Research
My field is in natural language processing and machine learning. I explore how we can build equitable language technologies through cheap, small, and specialized language models that can be deployed at the edge, i.e., nearest to the communities who need these technologies the most.
I believe that good data is the foundation for building these models, especially when working with low-resource languages where data is scarce and quality matters more.

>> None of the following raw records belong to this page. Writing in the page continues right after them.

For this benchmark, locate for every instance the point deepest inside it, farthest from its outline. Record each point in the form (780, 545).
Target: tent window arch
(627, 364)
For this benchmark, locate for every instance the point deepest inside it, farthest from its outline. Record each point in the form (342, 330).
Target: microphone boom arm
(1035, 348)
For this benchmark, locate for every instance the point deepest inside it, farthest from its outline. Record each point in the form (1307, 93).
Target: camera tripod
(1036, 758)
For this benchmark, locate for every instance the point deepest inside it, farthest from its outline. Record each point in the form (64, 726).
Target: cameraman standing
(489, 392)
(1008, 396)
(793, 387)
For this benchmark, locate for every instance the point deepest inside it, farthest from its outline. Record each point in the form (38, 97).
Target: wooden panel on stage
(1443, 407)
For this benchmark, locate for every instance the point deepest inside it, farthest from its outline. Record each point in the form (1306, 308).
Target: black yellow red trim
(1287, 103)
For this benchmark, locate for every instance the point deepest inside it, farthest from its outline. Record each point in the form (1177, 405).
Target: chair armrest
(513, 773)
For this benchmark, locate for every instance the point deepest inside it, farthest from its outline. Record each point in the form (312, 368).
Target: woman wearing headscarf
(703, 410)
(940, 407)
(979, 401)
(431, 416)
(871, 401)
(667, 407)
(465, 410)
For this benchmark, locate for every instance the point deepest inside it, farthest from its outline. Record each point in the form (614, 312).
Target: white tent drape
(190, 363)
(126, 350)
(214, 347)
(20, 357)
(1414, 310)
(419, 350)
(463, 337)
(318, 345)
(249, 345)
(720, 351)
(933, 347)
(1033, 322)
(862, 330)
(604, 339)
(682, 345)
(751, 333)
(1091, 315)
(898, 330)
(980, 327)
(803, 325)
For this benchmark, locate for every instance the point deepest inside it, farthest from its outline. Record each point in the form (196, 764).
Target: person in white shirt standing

I’m excited about techniques that involve creative (or in Tagalog, ma-diskarte) ways to obtain high quality signals given these extreme constraints. That said, I’m always open to learning new approaches!
Below is a selection of work that reflects my current interests. My work has been published in top NLP conferences such as ACL, NAACL, and EMNLP. I’m always excited for potential internships or research visits, so just reach out if you find me a good match!
Selected Publications
Keywords: data-centric NLP, multilinguality, resources & evaluation

Multilinguality at the Edge: Developing Language Models for the Global South
Preprint ‘26
Lester James V. Miranda, Songbo Hu, Roi Reichart, and Anna Korhonen
Code / Website

Polyglot Teachers: Evaluating Models for Multilingual Synthetic Data Generation
Preprint ‘26
Lester James V. Miranda, Ivan Vulić, and Anna Korhonen
Code / Dataset / Models

Hybrid Preferences: Learning to Route Instances for Human vs. AI Feedback
ACL ‘25 (work done as pre-doc at Ai2)
Lester James V. Miranda★, Yizhong Wang★, Yanai Elazar, Sachin Kumar, Valentina Pyatkin, Faeze Brahman, Noah A. Smith, Hannaneh Hajishirzi, and Pradeep Dasigi
Code / Dataset / Slides / Poster / Video

M-RewardBench: Evaluating Reward Models in Multilingual Settings
ACL ‘25 (work done as part of Expedition Aya w/ Cohere Labs)
Srishti Gureja★, Lester James V. Miranda★, Shayekh bin Islam★, Rishabh Maheshwary★, Drishti Sharma, Gusti Winata, Nathan Lambert, Sebastian Ruder, Sara Hooker, and Marzieh Fadaee
Code / Dataset / Slides / Poster / Video
I have been involved in several open-model efforts such as Tülu 3, OLMo 2 (synthetic preferences for RLHF) and OLMo 3 (synthetic tool-use trajectories for SFT) during my days as a pre-doc in Ai2. I also contributed datasets in the SEACrowd project for Southeast Asian languages.
Finally, I care a lot about advancing Filipino NLP and representing my native language. This involves:
- developing benchmarks such as FilBench-Eval (EMNLP ‘25),
- building resources such as UD-NewsCrawl (ACL ‘25) and TLUnified-NER (SEALP ‘23), and
- creating open-source tools like calamanCy (NLP-OSS ‘23).
I write a lot about Filipino NLP in this blog and organize researchers on collaborative projects through the FilBench collective.